3.2.6.3.Performance comparison between Linear Series Plate and Grid Bias Modulations
We now want to make some basic comparisons between linear series plate and grid bias modulations.
The following are the identified comparison regarding plate and grid bias modulation.
i. Plate Circuit Efficiency: Grid modulation amplifier has a low plate circuit efficiency of 34 to 51 per cent whereas the series plate modulated amplifier has large plate circuit efficiency of 75%.
ii. Power output in problem: This is small in grid bias modulation but large in plate modulation.
iii. Amount of modulation power: Grid bias modulation requires small modulating power whereas plate modulation requires large amount of modulating power.

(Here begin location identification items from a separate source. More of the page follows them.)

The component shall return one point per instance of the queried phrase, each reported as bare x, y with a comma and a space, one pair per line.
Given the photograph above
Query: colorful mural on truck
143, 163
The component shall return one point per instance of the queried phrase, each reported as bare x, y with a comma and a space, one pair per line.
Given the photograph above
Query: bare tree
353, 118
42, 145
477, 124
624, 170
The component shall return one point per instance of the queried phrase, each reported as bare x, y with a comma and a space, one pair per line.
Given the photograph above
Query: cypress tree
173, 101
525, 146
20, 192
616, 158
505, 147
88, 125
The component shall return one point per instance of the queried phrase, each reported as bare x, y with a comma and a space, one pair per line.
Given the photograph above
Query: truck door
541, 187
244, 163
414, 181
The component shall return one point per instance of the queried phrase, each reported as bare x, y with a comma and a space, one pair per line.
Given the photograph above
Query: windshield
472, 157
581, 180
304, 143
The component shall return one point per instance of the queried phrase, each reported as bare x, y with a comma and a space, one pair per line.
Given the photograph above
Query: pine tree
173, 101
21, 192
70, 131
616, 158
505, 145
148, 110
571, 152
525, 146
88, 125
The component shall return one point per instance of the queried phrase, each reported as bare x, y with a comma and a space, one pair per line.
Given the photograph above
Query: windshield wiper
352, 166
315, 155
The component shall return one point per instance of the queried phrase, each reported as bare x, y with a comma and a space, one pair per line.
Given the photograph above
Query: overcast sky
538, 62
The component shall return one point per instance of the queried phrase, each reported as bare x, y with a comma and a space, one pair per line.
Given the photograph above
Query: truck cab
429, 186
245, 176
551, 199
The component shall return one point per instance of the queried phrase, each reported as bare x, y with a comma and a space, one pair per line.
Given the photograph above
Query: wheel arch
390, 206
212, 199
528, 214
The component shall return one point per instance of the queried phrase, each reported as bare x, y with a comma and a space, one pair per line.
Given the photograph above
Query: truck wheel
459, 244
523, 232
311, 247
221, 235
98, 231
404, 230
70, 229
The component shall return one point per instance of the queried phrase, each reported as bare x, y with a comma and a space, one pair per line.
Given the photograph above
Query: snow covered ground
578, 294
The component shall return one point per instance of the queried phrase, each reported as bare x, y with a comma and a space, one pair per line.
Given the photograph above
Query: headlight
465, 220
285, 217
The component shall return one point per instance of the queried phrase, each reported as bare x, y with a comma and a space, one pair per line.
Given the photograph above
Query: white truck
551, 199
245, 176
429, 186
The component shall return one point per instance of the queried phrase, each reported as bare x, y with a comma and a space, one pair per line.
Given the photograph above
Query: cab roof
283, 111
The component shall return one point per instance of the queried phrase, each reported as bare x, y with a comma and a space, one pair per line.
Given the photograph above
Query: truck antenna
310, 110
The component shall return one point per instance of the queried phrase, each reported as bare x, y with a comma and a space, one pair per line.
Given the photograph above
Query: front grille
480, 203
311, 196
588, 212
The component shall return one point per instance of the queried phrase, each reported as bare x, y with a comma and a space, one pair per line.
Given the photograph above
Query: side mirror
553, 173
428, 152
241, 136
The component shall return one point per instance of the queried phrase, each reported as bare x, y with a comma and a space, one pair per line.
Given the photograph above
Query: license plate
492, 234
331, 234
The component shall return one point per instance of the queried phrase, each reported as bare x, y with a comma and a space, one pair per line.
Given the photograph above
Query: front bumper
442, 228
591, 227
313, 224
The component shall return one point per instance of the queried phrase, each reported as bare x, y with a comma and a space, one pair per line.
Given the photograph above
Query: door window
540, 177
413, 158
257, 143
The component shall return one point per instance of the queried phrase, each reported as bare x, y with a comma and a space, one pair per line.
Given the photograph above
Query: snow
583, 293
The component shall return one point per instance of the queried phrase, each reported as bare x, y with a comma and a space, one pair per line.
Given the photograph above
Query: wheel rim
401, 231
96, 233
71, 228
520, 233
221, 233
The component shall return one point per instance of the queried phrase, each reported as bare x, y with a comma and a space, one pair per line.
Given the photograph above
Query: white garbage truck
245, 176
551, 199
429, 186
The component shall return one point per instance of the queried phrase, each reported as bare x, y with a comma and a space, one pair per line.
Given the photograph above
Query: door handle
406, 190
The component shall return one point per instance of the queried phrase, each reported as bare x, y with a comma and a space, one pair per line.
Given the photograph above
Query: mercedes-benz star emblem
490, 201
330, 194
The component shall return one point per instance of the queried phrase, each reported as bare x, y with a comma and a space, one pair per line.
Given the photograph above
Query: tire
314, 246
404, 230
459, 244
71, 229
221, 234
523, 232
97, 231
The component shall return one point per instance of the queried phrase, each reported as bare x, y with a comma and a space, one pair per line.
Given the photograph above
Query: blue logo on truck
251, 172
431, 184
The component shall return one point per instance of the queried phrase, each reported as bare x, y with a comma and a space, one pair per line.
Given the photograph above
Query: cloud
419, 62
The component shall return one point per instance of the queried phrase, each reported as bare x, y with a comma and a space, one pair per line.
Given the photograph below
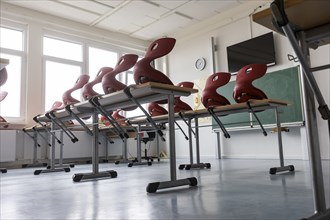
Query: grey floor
231, 189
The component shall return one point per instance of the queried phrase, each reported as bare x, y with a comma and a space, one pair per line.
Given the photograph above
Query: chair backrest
3, 95
109, 82
144, 72
67, 97
210, 96
244, 90
87, 90
179, 105
3, 76
155, 109
119, 118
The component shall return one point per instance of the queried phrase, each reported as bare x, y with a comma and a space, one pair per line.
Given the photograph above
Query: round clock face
200, 63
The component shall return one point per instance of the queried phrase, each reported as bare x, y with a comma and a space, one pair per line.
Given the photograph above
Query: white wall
243, 144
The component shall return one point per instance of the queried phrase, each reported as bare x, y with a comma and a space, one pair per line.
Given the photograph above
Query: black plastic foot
181, 166
188, 166
152, 187
3, 170
37, 172
193, 181
113, 174
77, 177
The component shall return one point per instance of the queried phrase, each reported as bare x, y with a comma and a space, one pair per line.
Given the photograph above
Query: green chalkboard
282, 85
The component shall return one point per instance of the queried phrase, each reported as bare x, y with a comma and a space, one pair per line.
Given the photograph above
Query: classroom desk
133, 96
255, 105
306, 24
3, 63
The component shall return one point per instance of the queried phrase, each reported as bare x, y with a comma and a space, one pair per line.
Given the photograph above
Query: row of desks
136, 96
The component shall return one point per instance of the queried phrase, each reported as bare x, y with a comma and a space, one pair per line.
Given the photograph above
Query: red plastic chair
3, 95
144, 72
109, 82
67, 97
179, 105
87, 90
3, 76
244, 89
210, 96
119, 118
155, 109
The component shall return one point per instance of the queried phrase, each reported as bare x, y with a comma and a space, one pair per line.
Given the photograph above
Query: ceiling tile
92, 6
218, 6
111, 3
163, 27
138, 13
170, 4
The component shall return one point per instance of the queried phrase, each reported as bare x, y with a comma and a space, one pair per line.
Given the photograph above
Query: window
12, 48
62, 65
99, 58
59, 78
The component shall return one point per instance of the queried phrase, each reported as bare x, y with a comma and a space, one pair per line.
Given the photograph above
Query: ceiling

Point i and ii above supports the plate modulation whereas iii supports grid bias modulation. As a result of modulation, the overall efficiency considering both the amplifier modulated, is more or less the same in the method of modulation. Further, both the methods are capable of giving almost 100%
modulations with good linearity of modulation
Thus, there is no clear preference of one method over the other. However the circuit adjustments in grid bias modulation are more sensitive to changes in carrier voltage, plate supply voltage and load impedance and hence it is usually very difficult to achieve and maintain perfect linearity of modulation index.
From the consideration of ease of adjustment, high efficiency plate modulation is generally employed in amplitude modulation radio transmitters operating on medium and sort waves. However in spite of difficulty of adjustment, grid bias modulation of last RF power amplifier is used in high power television because of large width (about 7MHz) of the frequency band involved.